After months of back-and-forth between utility companies Exelon Corp. and American Electric Power Co. Inc., which filed protests in June, and Talen, PPL, the PJM Interconnection LLC and other independent power producers, FERC late on Nov. 1 found that "PJM has failed to meet the high burden to demonstrate the non-conforming provisions are necessary."
Exelon and AEP protested the proposed amended interconnection service agreement (ER24-2172), which would have increased the colocated load at the Susquehanna facility from 300 MW to 480 MW. They asserted it would harm reliability in the PJM region, raise other customers' rates through additional transmission charges, and siphon off grid capacity despite that capacity sitting behind the meter.
PPL, along with independent power producers Calpine Corp., Constellation Energy Corp. and Vistra Corp., disputed AEP and Exelon calculations of the annual transmission system costs that would be borne by ratepayers as a result of the power supply deal. They also offered expert testimony rebutting claims that colocated loads fully isolated from transmission systems do not exist.
"PJM insists that the proposed amendments were developed to address the circumstances of this particular interconnection and that approval could thus be limited to these circumstances," FERC recalled. "However, significant aspects of the proposed non-conforming provisions rely heavily on a generally applicable document."
"This raises questions regarding whether PJM intends to offer these terms to all similarly situated interconnection customers," the agency continued. "Indeed, the record indicates that other parties are interested in pursuing similar arrangements wherein a large load colocates with an existing generator."
The order leaves in place the existing interconnection service agreement (ISA) allowing for 300 MW of colocated load at Susquehanna.

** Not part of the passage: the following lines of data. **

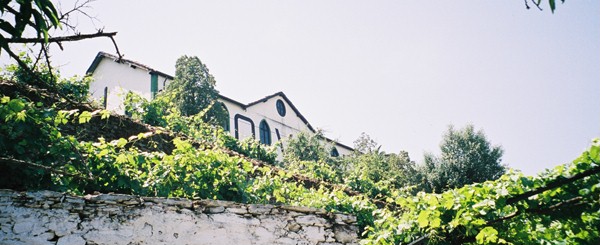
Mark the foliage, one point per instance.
(74, 88)
(375, 172)
(40, 15)
(161, 112)
(306, 146)
(118, 166)
(560, 206)
(466, 157)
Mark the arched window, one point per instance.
(265, 133)
(225, 122)
(280, 108)
(334, 152)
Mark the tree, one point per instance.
(559, 206)
(376, 172)
(466, 157)
(305, 146)
(40, 17)
(193, 90)
(537, 3)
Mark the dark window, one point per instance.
(265, 133)
(280, 108)
(105, 102)
(225, 122)
(334, 152)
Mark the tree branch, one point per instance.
(39, 166)
(71, 38)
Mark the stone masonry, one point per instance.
(46, 217)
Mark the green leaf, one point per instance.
(104, 114)
(423, 218)
(16, 105)
(487, 235)
(435, 223)
(85, 117)
(121, 142)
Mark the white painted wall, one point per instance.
(122, 77)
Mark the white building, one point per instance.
(270, 119)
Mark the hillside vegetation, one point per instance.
(52, 138)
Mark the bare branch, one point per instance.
(71, 38)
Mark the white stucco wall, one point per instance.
(53, 218)
(122, 77)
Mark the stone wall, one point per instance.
(46, 217)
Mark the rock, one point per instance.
(71, 240)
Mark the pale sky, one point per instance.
(401, 71)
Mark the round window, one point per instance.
(280, 108)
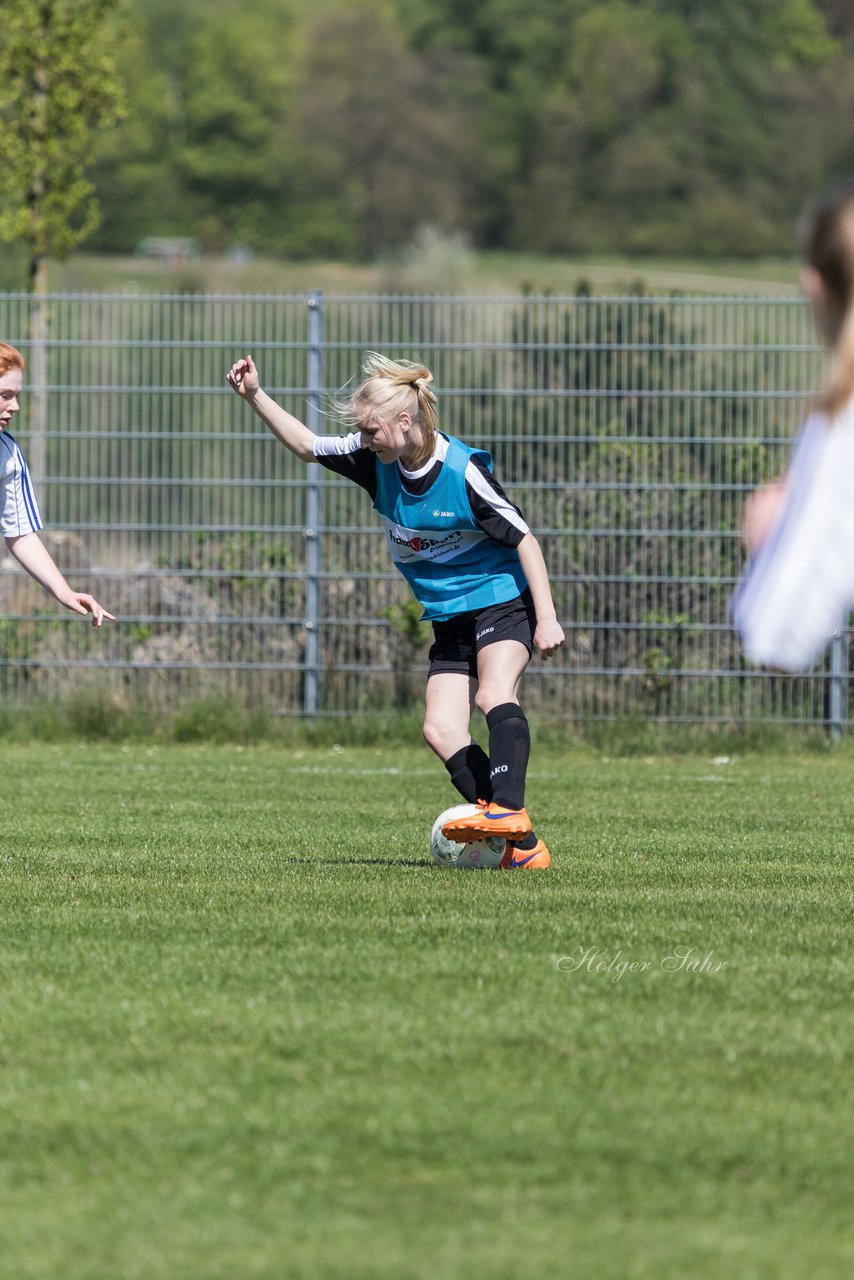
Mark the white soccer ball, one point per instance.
(485, 853)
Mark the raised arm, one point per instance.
(290, 430)
(548, 635)
(33, 556)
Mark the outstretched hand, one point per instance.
(82, 603)
(242, 376)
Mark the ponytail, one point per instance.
(829, 248)
(840, 388)
(396, 387)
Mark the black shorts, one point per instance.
(459, 640)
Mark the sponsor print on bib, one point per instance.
(433, 544)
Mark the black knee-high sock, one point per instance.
(510, 746)
(469, 769)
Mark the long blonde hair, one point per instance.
(393, 387)
(827, 238)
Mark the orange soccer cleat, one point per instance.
(528, 859)
(489, 819)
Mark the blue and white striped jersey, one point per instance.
(18, 507)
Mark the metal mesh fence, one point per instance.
(628, 430)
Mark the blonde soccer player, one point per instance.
(471, 562)
(799, 529)
(19, 515)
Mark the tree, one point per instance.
(58, 83)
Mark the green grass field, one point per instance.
(444, 270)
(250, 1031)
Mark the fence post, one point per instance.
(314, 513)
(837, 689)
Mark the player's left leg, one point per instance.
(499, 668)
(450, 700)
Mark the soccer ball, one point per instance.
(488, 851)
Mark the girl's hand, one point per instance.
(243, 378)
(762, 511)
(548, 636)
(82, 603)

But Talen Energy wrote in a Nov. 3 statement that FERC's decision will still "have a chilling effect on economic development in states such as Pennsylvania, Ohio, and New Jersey."
Talen said Amazon will nevertheless go ahead with development of a datacenter campus for its Amazon Web Services Inc. subsidiary at the Susquehanna site using the 300 MW available.

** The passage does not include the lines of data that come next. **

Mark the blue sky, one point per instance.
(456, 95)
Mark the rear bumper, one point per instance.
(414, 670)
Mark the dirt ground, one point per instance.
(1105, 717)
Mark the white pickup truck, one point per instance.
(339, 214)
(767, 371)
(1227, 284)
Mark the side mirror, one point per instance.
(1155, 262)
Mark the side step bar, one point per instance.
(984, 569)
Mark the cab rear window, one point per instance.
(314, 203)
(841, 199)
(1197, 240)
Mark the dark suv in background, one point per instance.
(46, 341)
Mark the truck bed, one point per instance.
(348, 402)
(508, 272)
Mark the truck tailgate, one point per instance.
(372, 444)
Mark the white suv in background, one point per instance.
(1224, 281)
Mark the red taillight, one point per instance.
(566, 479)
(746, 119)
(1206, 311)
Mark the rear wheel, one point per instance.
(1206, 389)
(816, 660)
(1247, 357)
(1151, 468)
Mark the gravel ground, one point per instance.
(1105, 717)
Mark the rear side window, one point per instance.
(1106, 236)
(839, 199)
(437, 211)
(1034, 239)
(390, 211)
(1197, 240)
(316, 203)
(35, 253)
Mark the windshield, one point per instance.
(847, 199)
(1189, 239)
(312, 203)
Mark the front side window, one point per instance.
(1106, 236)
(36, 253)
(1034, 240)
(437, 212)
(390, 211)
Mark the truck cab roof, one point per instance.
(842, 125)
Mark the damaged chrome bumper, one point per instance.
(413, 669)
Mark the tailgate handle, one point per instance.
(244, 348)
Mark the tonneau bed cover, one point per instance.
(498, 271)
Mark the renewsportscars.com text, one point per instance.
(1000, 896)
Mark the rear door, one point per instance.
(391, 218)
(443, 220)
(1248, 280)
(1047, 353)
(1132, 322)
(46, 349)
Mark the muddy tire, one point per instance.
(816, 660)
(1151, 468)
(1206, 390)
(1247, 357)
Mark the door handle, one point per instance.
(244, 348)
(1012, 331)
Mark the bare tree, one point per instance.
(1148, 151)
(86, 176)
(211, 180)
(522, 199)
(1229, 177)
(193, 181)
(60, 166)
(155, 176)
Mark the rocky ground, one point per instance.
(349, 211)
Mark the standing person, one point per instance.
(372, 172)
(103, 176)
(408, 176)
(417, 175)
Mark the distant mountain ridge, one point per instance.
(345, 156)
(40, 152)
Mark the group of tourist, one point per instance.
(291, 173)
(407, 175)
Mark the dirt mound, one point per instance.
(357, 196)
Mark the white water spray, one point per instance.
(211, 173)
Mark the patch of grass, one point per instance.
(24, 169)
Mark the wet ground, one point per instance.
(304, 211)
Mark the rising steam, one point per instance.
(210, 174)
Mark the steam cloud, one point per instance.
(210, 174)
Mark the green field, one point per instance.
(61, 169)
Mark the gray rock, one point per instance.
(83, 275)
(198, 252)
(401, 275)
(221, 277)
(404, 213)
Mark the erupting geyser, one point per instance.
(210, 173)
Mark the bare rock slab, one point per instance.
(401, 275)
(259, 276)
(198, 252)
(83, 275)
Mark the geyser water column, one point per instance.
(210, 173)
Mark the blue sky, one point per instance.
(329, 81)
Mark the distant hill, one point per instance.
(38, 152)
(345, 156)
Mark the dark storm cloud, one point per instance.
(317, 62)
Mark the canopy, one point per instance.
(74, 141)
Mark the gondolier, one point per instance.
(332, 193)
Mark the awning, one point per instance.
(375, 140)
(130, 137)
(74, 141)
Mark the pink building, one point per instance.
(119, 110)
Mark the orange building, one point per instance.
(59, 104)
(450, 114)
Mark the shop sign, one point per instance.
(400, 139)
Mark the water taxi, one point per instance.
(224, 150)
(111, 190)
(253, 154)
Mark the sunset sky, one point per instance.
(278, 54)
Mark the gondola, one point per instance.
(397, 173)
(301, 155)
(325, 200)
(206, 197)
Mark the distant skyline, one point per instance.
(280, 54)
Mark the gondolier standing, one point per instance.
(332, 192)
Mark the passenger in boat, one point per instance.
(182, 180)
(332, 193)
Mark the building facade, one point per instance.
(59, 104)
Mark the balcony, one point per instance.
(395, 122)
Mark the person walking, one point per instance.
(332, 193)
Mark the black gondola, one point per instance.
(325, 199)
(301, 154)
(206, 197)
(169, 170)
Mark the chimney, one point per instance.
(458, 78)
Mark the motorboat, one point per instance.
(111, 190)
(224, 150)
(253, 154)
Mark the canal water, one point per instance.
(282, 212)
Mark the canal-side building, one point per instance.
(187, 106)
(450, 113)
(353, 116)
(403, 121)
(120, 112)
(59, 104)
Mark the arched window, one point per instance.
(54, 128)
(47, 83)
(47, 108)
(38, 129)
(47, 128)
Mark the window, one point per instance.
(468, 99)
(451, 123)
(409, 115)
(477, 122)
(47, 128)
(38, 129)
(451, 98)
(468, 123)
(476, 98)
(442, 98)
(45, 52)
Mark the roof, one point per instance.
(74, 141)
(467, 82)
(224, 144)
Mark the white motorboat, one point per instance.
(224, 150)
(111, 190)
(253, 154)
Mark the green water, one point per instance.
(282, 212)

Commission Chairman Willie Phillips dissented, claiming the ruling "is a step backward for both electric reliability and national security."

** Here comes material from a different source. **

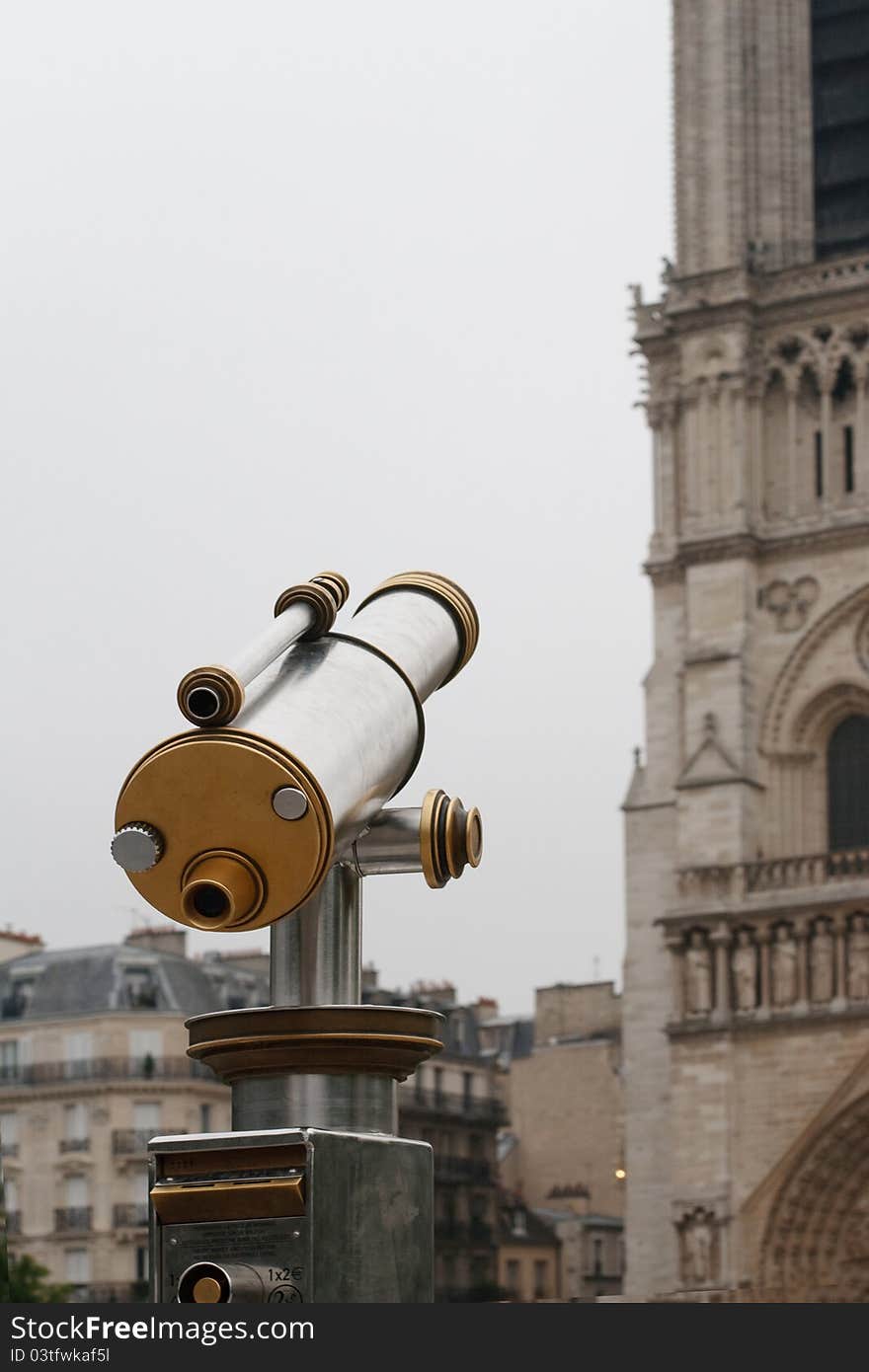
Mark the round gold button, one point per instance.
(206, 1291)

"I would have accepted the amended ISA and also required PJM to submit regular informational filings to provide transparency into the arrangement's operations over time, including certain of the issues in dispute, such as back-up service." Phillips said. "I am concerned that the arguments the commission relies on to reject the amended ISA lead it to miss the forest for the trees."
Commissioner Mark Christie concurred with the majority ruling, saying, "The specific colocation arrangement proposed here may make sense and be acceptable under the Federal Power Act, but on this record that claim simply has not been proven."
Commissioners David Rosner and Judy Chang did not participate in the ruling.
Power producers' shares slide after decision
Constellation's stock with down more than 10% as of about 11:a.m. ET Nov. 4, in heavy trading. Talen and Vistra shares were down more than 2.5%, also in heavy trading.
"About 45% of our Constellation valuation is datacenter uplift followed by about 20% for [Vistra and Talen]," analysts at Jefferies wrote Nov. 3. "From our extensive investor conversations, very few investors, including us, expected an outright FERC rejection of the ISA."
Guggenheim analysts described the FERC rejection as "not a panic button moment," since it leaves "multiple pathways" remaining for Talen and Amazon.
"Specifically, in our view the path of least resistance is now front of meter/virtual [power purchase agreements]," Guggenheim analysts wrote Nov. 3.